Al menos me siento feliz de tener una hija de la que ha salido algo bueno. Por lo demás, aquí todo es conmoción por las elecciones. Cruza los dedos por Obama y seize the day.
Te quiere, Daddyo xxxoooxxx
Al leer el párrafo sobre mi media hermana no pude evitar reír.
Val tenía el aspecto de un ángel rubio, pero en su alma habitaba al menos un diablito, si no es que toda una horda. Janne decía con hostilidad que esa vena, en todo caso, le venía de papá, pero yo sé que lo decía por resentimiento. Papá no mencionó ni una sola vez el embarazo de Michelle, y cuando nos envió la participación del nacimiento, Val ya tenía un par de meses de nacida; esto Janne se lo tomó muy a mal. Desde entonces hablaba aún peor de Michelle y la amistad con papá ya no fue lo que había sido hasta entonces.
Desde luego que también a mí me molestó, pero ahora papá enviaba fotos regularmente y me contaba sobre todas las malas mañas de Val. Ya en el kínder, Valerie había sido la pesadilla de todas las educadoras. Metió las pantuflas en el inodoro, había soltado babosas en la olla de la sopa, y a los niños especialmente tímidos les contaba, el día destinado a acostumbrarlos al ambiente del kínder, que las educadoras eran brujas malas que durante la siesta del mediodía buscaban a un niño dormido para asarlo en el horno.
De vez en cuando me preguntaba si el estilo de educación de mi padre y de Michelle no tenía algo que ver con esto; pero mi padre no decía nada al respecto. Y en cuanto al tema Michelle, lo esquivábamos por completo.
Le envié la respuesta a mi padre y de inmediato recibí otro mail:
¿Todavía estás despierta, Little Wolf? ¡PRECISAMENTE estaba pensando en ti!
Tu correo me llega en el lago Nacimiento. Me he permitido un pequeño descanso y te envío un par de fotos.
El gato que verás en la primera foto me llegó, aunque en realidad más bien he sido yo quien lo ha hecho llegar. Cuando arribé la noche del lunes, ya estaba aquí y dormía en la mecedora, como si esta fuera su casa. A menudo se va por allí, pero siempre regresa. Me recuerda un poco a ti, con su piel negra y sus ojos chispeantes.
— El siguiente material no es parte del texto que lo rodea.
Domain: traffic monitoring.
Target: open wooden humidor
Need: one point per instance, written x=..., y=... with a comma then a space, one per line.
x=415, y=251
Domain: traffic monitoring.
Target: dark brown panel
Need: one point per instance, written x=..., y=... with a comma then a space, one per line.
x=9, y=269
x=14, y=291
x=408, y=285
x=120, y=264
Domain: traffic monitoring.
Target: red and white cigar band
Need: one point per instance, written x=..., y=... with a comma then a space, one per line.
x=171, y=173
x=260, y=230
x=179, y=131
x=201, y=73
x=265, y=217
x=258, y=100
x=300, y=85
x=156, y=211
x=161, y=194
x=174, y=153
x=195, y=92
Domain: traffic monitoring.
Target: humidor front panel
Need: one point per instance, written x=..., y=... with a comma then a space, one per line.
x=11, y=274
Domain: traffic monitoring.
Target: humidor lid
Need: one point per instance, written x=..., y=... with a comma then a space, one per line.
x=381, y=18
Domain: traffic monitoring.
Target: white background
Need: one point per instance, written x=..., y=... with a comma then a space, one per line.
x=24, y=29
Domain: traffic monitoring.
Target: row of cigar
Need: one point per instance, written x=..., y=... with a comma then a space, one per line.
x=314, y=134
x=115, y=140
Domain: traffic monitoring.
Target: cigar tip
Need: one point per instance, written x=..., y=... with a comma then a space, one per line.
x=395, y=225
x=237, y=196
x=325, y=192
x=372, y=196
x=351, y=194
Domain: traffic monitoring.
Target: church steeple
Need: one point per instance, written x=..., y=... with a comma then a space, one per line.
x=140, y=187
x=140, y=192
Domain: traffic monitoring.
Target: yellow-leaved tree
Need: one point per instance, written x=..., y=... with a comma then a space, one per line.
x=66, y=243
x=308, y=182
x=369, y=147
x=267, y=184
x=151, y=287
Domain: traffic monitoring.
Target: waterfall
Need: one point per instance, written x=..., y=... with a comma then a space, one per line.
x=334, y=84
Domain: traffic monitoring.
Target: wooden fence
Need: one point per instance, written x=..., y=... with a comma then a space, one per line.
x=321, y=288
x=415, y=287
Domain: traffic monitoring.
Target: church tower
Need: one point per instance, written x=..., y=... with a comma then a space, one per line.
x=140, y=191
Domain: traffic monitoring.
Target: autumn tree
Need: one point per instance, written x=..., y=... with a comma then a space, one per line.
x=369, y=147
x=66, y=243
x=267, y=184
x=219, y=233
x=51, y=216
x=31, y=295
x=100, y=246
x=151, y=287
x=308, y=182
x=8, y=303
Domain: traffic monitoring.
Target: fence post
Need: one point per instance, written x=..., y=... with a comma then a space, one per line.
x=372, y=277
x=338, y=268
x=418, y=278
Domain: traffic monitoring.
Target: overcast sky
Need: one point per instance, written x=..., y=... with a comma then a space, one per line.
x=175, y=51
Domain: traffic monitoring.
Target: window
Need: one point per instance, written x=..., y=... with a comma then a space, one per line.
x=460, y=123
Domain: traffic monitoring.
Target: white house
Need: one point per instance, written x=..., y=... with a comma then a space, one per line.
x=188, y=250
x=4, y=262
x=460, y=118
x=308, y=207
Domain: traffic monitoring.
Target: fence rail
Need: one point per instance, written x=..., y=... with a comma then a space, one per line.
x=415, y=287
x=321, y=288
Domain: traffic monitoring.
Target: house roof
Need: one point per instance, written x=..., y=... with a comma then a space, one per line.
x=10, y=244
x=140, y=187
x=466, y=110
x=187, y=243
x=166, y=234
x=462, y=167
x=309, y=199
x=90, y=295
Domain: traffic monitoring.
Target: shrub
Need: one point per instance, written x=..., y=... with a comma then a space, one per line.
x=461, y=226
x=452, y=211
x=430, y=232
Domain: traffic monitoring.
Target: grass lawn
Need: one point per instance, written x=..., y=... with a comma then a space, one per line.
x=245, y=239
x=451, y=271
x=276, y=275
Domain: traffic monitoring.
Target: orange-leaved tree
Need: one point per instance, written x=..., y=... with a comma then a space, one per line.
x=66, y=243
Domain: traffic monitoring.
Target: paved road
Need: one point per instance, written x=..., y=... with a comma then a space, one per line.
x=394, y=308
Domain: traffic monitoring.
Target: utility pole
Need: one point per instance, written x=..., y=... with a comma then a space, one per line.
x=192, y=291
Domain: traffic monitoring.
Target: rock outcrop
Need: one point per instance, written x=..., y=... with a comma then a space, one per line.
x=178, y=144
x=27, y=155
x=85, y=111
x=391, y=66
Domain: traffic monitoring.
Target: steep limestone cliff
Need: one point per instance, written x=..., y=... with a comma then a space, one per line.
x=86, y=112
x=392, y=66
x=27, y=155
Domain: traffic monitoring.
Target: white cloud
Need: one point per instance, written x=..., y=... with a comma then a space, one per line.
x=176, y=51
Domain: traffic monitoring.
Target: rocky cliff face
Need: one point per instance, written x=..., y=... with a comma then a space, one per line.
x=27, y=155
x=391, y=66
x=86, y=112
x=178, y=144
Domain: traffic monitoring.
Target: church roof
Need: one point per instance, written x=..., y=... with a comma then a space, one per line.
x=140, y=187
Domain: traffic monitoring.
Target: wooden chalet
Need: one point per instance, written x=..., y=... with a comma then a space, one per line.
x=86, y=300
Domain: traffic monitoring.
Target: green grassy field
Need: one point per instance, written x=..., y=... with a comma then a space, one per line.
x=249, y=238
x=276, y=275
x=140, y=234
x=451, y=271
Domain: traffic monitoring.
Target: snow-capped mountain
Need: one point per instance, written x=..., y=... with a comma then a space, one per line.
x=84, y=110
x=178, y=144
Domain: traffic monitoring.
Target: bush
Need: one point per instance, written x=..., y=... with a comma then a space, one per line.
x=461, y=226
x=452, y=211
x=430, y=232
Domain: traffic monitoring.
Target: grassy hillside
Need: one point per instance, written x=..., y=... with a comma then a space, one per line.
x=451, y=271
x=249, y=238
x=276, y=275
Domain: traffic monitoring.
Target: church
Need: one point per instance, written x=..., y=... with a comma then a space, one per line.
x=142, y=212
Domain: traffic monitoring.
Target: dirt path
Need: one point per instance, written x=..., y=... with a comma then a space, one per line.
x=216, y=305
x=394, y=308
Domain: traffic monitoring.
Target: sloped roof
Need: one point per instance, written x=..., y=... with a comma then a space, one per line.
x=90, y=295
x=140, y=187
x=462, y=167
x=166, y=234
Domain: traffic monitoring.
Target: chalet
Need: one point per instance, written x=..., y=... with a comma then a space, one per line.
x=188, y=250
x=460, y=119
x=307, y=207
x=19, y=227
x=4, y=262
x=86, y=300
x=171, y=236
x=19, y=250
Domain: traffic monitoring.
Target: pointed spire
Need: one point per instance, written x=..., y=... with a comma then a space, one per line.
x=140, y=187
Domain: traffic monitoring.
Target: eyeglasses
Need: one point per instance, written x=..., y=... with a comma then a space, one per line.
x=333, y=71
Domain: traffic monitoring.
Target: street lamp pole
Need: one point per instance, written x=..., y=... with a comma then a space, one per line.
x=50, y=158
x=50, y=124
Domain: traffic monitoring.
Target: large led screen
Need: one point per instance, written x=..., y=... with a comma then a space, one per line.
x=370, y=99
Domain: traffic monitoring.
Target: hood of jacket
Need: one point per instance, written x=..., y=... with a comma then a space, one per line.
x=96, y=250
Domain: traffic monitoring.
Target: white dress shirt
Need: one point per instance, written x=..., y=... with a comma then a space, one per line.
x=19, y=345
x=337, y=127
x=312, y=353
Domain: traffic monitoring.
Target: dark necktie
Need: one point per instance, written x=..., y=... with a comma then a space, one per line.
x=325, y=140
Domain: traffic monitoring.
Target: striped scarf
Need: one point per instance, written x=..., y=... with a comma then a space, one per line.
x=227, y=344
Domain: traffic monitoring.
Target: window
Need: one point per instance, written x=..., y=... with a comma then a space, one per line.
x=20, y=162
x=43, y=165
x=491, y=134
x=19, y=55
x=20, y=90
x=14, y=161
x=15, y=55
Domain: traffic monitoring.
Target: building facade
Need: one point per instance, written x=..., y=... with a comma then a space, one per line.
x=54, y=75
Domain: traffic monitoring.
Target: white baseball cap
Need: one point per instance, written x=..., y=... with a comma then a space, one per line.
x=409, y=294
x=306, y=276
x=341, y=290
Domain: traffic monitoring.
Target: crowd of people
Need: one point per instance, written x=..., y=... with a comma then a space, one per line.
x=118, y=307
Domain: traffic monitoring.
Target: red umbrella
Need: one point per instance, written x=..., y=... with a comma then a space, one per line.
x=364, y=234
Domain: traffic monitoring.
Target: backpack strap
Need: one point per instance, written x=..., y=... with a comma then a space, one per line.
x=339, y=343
¿Te acuerdas cuando pasábamos aquí el verano? Aquí aprendiste a nadar y siempre decías que de mayor nadarías todo el lago del Dragón, desde la cabeza hasta la punta de la cola. ¿Qué te parece? ¿Consideras que ya estás lo suficientemente grande?
Wish you were here!
Love, Dad[22].
El nombre del lago Dragón se lo había dado al lago Nacimiento cuando mi padre me mostró el mapa del mismo. Tenía realmente la forma de un dragón, con una larga y dentada cola.
«Nuestra casa —había dicho entonces mi papá, señalando al pecho del dragón—, está aquí».
Miré las fotos que acababa de enviarme. La primera era del porche de la casa de vacaciones de mi padre. El gato dormía en la mecedora, estaba todo acurrucado con la espalda hacia la cámara, de modo que parecía una pelota de piel negra. La segunda foto era del lago de noche. Era un ambiente irreal y casi místico. En el cielo azul oscuro, entre jirones de nubes blancas, aparecía la luna llena y su halo se reflejaba en la superficie del agua. El cañaveral junto a la orilla tenía un brillo plateado, y entre el verdor aparecía el embarcadero de madera. Era brillante, como embadurnado de rojo, y daba la impresión de una larga flecha.
Cuando retiré la foto vi que sobre la tersa superficie del agua yo había dejado mi huella; en efecto, se reconocían los sutiles surcos de mis huellas dactilares.
Me levanté, tomé el osito blanco de la cama y fui hacia la ventana. La música había cesado. La habitación estaba en calma.
—Lu —murmuré, y pasé la vista de sus oscuros ojos de botón a la calle vacía—. ¿Qué diablos está pasando conmigo, Lu?